Vol. 20 No. 3 June 2000 – The Wo-wo Effect

There was once a young couple who were adamant their little son would not use “baby talk”, and they avoided all such language. The little lad had a soft-toy dog, called as you may imagine, Dog. It was always called Dog, even in charmingly clear diction by the child. But then one day, when out in his pushchair clutching Dog, an old woman, a total stranger, said to the child, “Is this your wo-wo?” Ever after that the child called his toy Wo-wo, to his parents’ embarrassment.Something like this seems to happen a lot in homœopathy. Seemingly intelligent people, properly taught in bona fide homœopathy and knowing what was the right thing to say have brief exposure to an exotic stranger telling them something different, not the proper thing at all, and from that point onward they abandon their former practices and beliefs and parrot what the stranger told them. Yes, folks, it is the Wo-wo phenomenon. Homœopathic literature overseas, and internet sources, are full of strangeness that no matter how odd attracts a following – including individuals who I imagine have had a fairly good education in traditional homœopathy.

Here’s a good example … One day browsing the web I came across what I thought was an April Fool spoof. It said that if you run out of a proper homœopathic remedy you can write its name and potency on a piece of paper and put it in a pocket, or pin it on the left side of the patient’s chest. Be careful not to write down too high a potency it warned.
But my laughter died when I read on and found this practice was promoted by a person describing herself as a classical homœopath, and it was all dead serious.

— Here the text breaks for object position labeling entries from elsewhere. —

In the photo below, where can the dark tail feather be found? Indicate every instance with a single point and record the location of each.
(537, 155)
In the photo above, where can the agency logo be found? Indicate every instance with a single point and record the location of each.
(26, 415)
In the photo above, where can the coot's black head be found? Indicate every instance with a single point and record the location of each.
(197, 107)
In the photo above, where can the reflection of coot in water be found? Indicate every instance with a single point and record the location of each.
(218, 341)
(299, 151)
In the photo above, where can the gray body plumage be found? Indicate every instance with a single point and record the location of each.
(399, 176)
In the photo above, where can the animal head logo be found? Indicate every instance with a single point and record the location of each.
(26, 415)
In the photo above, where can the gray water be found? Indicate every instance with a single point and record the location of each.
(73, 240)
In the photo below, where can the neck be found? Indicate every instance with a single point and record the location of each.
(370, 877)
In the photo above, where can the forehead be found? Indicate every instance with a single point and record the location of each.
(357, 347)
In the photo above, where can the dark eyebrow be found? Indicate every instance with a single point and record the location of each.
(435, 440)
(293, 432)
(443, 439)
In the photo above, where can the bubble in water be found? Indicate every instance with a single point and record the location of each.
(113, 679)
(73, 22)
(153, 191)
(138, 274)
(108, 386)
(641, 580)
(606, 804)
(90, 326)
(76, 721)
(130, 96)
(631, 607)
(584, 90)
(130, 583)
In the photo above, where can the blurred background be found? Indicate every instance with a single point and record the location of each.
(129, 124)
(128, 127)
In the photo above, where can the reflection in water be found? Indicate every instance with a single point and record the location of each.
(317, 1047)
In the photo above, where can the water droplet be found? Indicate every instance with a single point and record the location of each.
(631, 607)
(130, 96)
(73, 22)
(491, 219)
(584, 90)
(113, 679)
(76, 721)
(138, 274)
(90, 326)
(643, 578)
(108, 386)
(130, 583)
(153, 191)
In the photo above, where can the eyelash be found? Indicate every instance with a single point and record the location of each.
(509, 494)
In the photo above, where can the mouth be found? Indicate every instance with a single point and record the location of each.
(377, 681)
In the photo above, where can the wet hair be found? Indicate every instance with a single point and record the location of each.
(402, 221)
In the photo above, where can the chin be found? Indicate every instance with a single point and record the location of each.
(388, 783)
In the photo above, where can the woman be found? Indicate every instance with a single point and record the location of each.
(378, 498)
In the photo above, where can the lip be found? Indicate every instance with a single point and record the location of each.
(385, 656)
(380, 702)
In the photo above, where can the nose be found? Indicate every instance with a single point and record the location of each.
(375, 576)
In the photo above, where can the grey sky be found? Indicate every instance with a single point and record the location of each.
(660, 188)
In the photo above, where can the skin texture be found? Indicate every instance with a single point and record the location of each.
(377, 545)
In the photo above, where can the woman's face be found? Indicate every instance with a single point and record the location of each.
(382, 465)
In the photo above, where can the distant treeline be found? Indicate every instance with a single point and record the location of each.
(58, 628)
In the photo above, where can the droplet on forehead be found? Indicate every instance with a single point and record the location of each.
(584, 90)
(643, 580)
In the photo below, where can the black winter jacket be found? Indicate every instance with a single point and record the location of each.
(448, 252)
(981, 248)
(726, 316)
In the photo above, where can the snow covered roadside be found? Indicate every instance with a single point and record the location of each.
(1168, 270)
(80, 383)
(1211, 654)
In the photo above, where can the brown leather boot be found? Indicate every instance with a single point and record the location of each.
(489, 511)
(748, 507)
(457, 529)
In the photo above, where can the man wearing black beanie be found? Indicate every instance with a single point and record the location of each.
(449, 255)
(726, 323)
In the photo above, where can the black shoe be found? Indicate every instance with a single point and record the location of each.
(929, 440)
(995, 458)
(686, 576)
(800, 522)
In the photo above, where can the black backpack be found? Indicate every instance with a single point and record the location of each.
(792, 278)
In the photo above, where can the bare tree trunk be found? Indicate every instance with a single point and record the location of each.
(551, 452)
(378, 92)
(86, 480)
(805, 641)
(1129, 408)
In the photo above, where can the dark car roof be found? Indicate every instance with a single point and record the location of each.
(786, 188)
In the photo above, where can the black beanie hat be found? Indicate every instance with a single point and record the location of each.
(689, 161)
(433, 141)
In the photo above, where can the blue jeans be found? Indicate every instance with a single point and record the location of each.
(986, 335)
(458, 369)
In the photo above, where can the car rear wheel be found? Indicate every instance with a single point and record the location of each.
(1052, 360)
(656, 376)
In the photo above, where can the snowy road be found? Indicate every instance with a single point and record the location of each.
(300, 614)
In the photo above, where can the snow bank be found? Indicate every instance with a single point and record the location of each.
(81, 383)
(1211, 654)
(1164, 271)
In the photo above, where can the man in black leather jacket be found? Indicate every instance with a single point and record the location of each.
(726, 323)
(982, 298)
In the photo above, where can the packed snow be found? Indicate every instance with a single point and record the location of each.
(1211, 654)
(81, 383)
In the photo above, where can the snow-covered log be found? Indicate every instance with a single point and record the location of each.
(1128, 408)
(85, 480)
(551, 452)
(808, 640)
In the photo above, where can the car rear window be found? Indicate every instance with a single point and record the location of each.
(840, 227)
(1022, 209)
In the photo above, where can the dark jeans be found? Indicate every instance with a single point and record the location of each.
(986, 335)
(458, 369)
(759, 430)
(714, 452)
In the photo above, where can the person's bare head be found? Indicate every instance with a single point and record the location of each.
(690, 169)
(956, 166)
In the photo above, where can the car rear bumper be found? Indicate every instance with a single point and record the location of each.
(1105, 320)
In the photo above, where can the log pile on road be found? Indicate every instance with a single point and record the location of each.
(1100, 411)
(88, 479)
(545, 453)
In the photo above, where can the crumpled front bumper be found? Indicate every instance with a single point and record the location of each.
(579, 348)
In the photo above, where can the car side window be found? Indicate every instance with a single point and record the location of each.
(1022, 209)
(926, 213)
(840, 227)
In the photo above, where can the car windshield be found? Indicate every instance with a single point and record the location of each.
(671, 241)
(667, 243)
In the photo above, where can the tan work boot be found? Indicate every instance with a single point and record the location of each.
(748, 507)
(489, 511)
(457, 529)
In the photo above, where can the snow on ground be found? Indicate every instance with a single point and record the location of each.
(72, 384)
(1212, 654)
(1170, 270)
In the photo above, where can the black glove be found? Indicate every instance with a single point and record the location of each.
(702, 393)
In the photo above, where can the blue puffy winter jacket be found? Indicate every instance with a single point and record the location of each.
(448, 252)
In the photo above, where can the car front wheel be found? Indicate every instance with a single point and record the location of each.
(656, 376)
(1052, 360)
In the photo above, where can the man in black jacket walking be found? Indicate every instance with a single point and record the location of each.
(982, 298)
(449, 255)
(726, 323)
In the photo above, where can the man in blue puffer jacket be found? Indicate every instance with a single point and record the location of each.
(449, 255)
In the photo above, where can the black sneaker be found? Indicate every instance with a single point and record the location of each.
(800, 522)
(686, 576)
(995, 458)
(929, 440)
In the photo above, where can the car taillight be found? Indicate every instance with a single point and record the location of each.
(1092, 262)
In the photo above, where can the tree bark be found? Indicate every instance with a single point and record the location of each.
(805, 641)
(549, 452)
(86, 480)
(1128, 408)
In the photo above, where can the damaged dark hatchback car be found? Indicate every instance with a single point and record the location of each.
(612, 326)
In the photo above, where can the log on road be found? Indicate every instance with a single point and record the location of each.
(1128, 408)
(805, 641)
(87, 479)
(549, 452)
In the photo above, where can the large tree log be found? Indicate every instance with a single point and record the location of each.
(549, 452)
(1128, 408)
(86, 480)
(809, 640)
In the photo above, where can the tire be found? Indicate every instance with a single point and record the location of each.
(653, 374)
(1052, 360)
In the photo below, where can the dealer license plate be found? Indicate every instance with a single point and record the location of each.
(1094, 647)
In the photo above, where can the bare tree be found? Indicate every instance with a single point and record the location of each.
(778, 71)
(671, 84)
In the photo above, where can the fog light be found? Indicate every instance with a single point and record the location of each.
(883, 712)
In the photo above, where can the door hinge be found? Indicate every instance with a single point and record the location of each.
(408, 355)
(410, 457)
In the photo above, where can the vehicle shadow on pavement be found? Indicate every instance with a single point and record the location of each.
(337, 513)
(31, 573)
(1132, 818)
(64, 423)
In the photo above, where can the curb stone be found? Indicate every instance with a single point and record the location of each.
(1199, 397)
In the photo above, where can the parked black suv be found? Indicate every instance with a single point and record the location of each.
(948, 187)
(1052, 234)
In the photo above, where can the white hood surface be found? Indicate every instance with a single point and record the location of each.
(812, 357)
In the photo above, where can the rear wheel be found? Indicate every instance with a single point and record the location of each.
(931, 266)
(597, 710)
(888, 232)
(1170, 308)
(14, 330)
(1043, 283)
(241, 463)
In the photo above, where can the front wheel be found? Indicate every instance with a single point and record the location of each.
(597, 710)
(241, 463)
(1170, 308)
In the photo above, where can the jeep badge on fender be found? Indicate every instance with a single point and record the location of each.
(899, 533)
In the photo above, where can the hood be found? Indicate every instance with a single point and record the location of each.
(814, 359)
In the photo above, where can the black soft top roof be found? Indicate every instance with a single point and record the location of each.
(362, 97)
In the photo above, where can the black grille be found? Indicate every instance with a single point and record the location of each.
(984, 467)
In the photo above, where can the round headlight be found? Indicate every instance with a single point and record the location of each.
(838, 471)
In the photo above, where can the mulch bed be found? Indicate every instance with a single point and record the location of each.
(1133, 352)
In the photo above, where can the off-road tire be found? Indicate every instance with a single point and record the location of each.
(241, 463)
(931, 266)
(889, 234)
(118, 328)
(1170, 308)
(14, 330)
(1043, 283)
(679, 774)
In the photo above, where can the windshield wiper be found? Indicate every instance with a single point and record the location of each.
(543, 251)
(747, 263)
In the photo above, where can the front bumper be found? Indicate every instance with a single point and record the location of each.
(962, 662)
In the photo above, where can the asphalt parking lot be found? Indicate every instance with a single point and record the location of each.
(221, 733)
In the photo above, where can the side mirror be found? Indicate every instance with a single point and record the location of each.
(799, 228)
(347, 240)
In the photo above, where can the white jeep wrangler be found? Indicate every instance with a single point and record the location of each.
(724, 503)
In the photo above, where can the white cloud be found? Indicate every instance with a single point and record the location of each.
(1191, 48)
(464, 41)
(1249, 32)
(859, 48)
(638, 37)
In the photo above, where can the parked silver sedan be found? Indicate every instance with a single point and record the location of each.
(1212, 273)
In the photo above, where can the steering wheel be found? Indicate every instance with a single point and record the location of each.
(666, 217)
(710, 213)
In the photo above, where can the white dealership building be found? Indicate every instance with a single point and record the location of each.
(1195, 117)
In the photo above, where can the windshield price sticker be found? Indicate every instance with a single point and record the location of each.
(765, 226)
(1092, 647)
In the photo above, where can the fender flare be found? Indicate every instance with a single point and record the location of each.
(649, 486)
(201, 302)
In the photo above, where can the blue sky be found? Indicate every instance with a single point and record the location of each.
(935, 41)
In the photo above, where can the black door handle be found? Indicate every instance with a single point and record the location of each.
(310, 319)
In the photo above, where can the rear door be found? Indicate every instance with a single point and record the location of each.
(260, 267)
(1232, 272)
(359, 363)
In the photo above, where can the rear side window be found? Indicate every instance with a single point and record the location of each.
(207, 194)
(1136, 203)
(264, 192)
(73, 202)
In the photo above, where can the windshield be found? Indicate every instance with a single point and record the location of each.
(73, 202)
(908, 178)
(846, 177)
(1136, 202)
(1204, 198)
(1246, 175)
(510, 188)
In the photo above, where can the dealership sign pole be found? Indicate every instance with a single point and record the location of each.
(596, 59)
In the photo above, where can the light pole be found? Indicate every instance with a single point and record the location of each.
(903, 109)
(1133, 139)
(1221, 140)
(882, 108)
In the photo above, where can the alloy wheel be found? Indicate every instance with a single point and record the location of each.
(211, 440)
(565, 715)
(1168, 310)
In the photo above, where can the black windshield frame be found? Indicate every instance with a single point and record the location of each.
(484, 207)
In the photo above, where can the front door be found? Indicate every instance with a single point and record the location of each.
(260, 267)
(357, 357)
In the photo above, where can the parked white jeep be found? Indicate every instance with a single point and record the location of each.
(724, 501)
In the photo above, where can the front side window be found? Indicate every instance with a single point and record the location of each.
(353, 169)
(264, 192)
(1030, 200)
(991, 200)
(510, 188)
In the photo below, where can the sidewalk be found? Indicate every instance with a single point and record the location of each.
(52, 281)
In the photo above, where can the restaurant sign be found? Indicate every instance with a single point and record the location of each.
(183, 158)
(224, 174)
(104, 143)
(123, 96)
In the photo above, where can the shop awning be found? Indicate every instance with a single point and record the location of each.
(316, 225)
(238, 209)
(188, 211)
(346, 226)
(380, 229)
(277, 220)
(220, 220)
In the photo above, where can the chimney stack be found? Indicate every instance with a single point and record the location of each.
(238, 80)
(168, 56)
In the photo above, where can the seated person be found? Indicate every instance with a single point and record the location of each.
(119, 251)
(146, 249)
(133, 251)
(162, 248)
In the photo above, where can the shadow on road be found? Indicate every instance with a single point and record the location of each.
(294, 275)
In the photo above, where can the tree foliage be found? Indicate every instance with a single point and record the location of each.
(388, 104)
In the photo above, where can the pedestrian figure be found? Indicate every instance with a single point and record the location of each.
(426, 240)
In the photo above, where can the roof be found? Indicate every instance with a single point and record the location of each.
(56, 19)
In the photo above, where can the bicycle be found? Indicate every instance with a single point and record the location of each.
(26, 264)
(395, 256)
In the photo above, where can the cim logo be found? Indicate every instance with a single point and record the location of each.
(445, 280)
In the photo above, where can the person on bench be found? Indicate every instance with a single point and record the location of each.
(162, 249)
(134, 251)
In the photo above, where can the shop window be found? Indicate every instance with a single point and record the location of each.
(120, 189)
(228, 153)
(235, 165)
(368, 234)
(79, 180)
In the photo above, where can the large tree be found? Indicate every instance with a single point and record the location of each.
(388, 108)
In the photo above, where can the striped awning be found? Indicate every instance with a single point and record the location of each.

And even more scary were numerous reports from people claiming to have tried such “paper remedies” as EXCESS FAT 30c to lose weight, INSUFFICIENT FUNDS 30c to boost real estate sales, COMPUTER WORKING 200c for a hard-drive problem, CAR START 30c for a sick vehicle, COURAGE 30c for public speaking, TOTAL RECALL 30c for an exam, and the more prosaic HEADACHE 30c, VERTIGO 30c, ITCHY FEET 30c, etc. One person found AGNUS CASTUS 30c gave ill-effects whereas AGNUS CASTUS LM1 felt good.

To say the least, and the kindest, this is not homœopathy, it is wrong to call it such, and very wrong to call yourself a classical homœopath if you encourage the use of talismans posing as a form of homœopathic prescribing.
The woman I refer to is Eileen Nauman, who plans to run a course in New Zealand. Let us hope she does not trigger examples of the Wo-wo effect.

But wait, there’s more . . . . For people who find writing remedy names on slips of paper too difficult, Gillian Lee, owner and manager of a business in England called White Mountain, has had made for sale a device looking like a pocket-size tape recorder into which the surreal homœopath had merely to speak the name of a remedy and its potency – then lactose tablets in a well inside it will be made into the remedy thus spoken. You can read about it at www.users.globalnet.co.uk/whtmnt/about.htm.

A firm in America was in trouble recently for selling allegedly homœopathic medicines which were in fact made by a similar radionic/psionic device, in this case employing a “magnetogeometric process.” The culprit is Celletech Ltd, of Tasman St, Madison, Wisconsin.

It is to be hoped this place was not the source of remedies now spread around the globe, passed on by less-than-scrupulous pharmacies. Let’s be careful out there, people!